In fact, the naturalness of the leading actors coupled with acutely observed scenes of them dating that are held in long takes where we see both actors completely and all their conversations from the romantic to the dull are presented in sign language with subtitles. While this may limit the films appeal to a general audience, as a veteran of countless foreign language films, I had no trouble following the story or the events.

It was very brave of director Calamia to eschew most all of the extraneous sound (except in flashbacks) and to totally wrap us in the deaf persons world. I learned a lot about deaf people that I never would be able to experience any other way, short of losing my hearing, but hey, that can happen from injury or infection; no guarantees in this world.

But when the writer (I blame Calamia's script more than her direction) decides to force a secret guilt onto our hero; she makes him be the person responsible for the death of his fiancées daughter, which terminated their engagement.

It's a dumb plot point that is originally only alluded to in colorful flashbacks where we even get to hear Andrew speak in that way deaf people sometimes speak where their words are over-enunciated in a slightly indistinct monotone that is very endearing, (no letters please, I mean this in a lovely way).

But apparently, writer Calamia feels it's not enough to just allude to this past episode. Director Calamia hits us over the head with it and it is so shamefully cliché, even Louis B. Mayer would have been too embarrassed to think an audience would swallow it. Likewise the dumb tacked on ending showing Andrew and Mary with a three-year-old kid of their own, presumably after they get married is not needed.

Still, the good far outweighs the bad in this film. There is a wonderfully dysfunctional Easter Dinner with Mary's family where individual tempers flare but it's all done with sign language.
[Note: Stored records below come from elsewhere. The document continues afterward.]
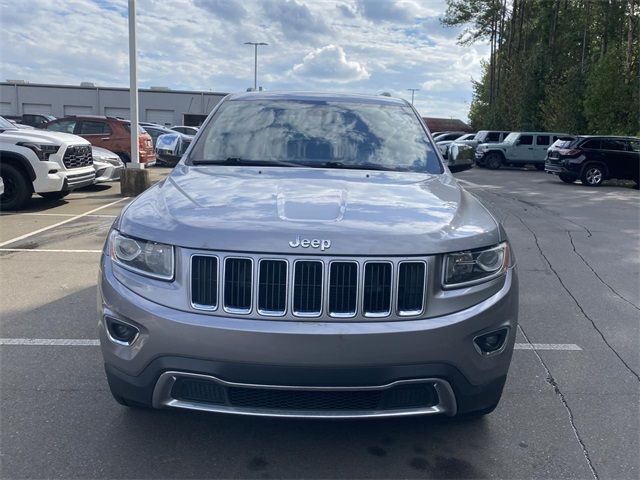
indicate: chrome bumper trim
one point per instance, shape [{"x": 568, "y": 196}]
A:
[{"x": 162, "y": 399}]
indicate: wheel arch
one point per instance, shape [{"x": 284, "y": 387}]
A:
[
  {"x": 600, "y": 163},
  {"x": 19, "y": 161}
]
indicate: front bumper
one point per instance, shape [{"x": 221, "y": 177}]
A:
[
  {"x": 108, "y": 173},
  {"x": 557, "y": 169},
  {"x": 479, "y": 157},
  {"x": 73, "y": 181},
  {"x": 306, "y": 355}
]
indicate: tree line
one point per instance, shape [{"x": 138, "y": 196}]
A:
[{"x": 554, "y": 65}]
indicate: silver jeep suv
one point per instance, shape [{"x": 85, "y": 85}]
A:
[{"x": 309, "y": 256}]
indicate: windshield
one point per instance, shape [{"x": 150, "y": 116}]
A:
[
  {"x": 312, "y": 133},
  {"x": 6, "y": 124},
  {"x": 511, "y": 137}
]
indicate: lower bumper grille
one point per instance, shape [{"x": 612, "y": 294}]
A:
[
  {"x": 400, "y": 396},
  {"x": 79, "y": 180}
]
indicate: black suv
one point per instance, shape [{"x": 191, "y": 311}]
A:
[{"x": 594, "y": 159}]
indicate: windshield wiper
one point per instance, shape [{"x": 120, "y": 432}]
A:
[
  {"x": 247, "y": 162},
  {"x": 350, "y": 166}
]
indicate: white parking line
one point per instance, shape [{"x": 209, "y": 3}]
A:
[
  {"x": 48, "y": 250},
  {"x": 475, "y": 185},
  {"x": 36, "y": 214},
  {"x": 74, "y": 342},
  {"x": 44, "y": 229},
  {"x": 62, "y": 342}
]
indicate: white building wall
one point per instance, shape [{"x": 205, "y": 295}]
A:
[{"x": 162, "y": 106}]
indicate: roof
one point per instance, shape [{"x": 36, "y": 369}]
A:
[
  {"x": 99, "y": 87},
  {"x": 620, "y": 137},
  {"x": 319, "y": 97},
  {"x": 447, "y": 125}
]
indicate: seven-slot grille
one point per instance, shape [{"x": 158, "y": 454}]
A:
[
  {"x": 78, "y": 156},
  {"x": 308, "y": 287}
]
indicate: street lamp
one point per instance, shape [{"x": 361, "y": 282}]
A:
[
  {"x": 255, "y": 66},
  {"x": 413, "y": 91}
]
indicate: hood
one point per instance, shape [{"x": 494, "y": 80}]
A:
[
  {"x": 45, "y": 136},
  {"x": 258, "y": 209},
  {"x": 99, "y": 152}
]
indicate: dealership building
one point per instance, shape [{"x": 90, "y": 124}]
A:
[{"x": 156, "y": 104}]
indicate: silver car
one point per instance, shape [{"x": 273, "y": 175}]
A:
[{"x": 309, "y": 256}]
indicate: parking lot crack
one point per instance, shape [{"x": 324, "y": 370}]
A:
[
  {"x": 545, "y": 210},
  {"x": 575, "y": 300},
  {"x": 596, "y": 273},
  {"x": 556, "y": 388},
  {"x": 566, "y": 289}
]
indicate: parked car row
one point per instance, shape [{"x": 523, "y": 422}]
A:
[
  {"x": 594, "y": 159},
  {"x": 590, "y": 159},
  {"x": 54, "y": 156}
]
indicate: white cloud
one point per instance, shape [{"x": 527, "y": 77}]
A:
[
  {"x": 330, "y": 64},
  {"x": 390, "y": 45}
]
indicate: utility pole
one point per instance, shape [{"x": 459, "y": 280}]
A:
[
  {"x": 413, "y": 91},
  {"x": 255, "y": 62}
]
Margot Kidder steals this section of the film in a much too short cameo role as Mary's mother who is a sassy, signing, drunkard who cops a feel of Andrew's butt after admiring his muscles that just brought the house down.

If this film is not yet locked, lose the fake happy ending and stick with everyone making friends at the bar as the final shot and please, please, please trim the excessive bits of the fiancée's daughter drowning as a way to give Andrew a guilt complex.

Really, Andrew has enough sorrowful motivation on his plate already because of his disengagement with his own mother shortly before her death from cancer, his own dissolved engagement as well as his giving up his art school dreams for work in the computer field. That's enough; you didn't have to kill the kid as well.